Critères de jugement principaux
Après le traitement, une méta-analyse en réseau était possible pour les mesures de la détresse psychologique et du comportement, mais pas pour le fonctionnement social. En ce qui concerne la prise en charge habituelle, les données probantes étaient d’un niveau de confiance très faible suggérant que la thérapie centrée sur l'enfant impliquant les parents et l'enfant a réduit le SSPT (différence de moyennes standardisée (DMS) -0,87, intervalles de confiance (IC) à 95 % -1,64 à -0,10), et que la TCC impliquant uniquement l'enfant réduisait les symptômes du SSPT (DMS -0,96, IC à 95 % -1,72 à -0,20). Il n'y avait pas de données probantes claires suggérant un effet d'une thérapie par rapport à la prise en charge habituelle pour les autres critères principaux ou à tout autre point de mesure.
Critères de jugement secondaires
Par rapport à la prise en charge habituelle, il y avait des données probantes d’un niveau de confiance très faible suggérant que, après le traitement, la TCC dispensée à l'enfant et à la personne qui s'en occupe pourrait réduire les réactions émotionnelles des parents (DMS -6,95, IC à 95 % -10,11 à -3,80), et que la thérapie centrée sur l'enfant pourrait réduire le stress des parents. Toutefois, ces estimations de l'effet sont très incertaines et les deux comparaisons ne reposent que sur une seule étude. Pas de données probantes pour affirmer que les autres thérapies ont amélioré les autres critères de jugement secondaires.

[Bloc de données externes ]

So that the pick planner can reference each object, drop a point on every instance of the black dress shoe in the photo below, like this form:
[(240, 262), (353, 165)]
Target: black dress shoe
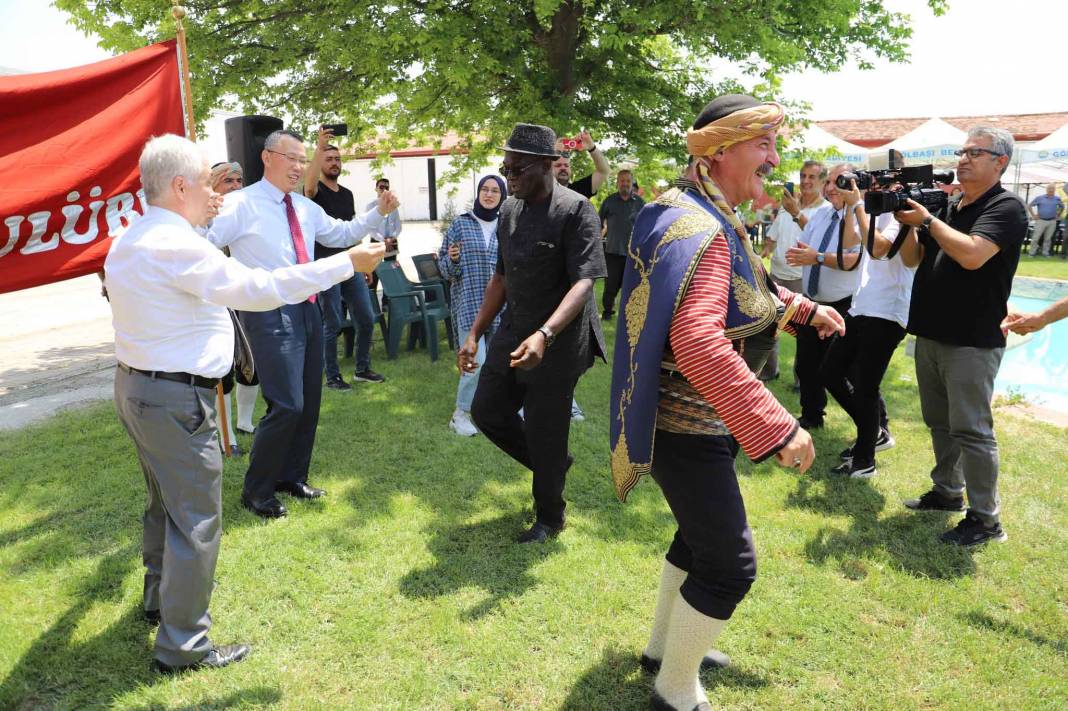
[(217, 658), (539, 533), (715, 660), (660, 704), (268, 508), (299, 489)]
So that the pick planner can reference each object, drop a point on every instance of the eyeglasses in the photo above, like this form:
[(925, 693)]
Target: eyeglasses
[(975, 153), (515, 172), (300, 160)]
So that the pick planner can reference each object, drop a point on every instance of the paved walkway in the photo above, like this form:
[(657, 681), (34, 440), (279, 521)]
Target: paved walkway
[(58, 351)]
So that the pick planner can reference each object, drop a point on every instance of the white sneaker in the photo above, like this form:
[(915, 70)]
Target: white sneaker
[(461, 424)]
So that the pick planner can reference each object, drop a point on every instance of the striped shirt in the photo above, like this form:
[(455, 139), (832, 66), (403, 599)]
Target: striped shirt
[(707, 358)]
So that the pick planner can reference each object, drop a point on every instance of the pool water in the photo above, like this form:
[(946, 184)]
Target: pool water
[(1036, 365)]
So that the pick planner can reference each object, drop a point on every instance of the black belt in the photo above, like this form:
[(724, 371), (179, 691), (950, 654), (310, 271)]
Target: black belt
[(187, 378)]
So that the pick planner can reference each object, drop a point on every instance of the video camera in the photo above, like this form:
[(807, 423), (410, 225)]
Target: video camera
[(915, 183)]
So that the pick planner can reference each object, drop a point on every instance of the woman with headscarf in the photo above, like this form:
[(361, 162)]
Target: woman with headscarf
[(468, 258), (697, 313)]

Nous avons attribué des niveaux de confiance très faibles à toutes les estimations de la méta-analyse en réseau et par paires pour les raisons suivantes. Le rapport des limitations a résulté en un risque de biais incertain à élevé en ce qui concerne la sélection, la détection, la performance, l'attrition et le biais de notification ; les estimations de l'effet que nous avons dérivées étaient imprécises et faibles ou proches de l'absence de changement ; nos réseaux n'avaient pas la puissance nécessaire en raison du faible nombre d'études qui les ont alimentés ; et bien que les études aient été largement comparables en ce qui concerne le cadre, l'utilisation d'un manuel, la formation des thérapeutes, la durée du traitement et le nombre de séances offertes, il y avait une variabilité considérable dans l'âge des participants et le format dans lequel les interventions ont été effectuées (individuelles ou en groupe).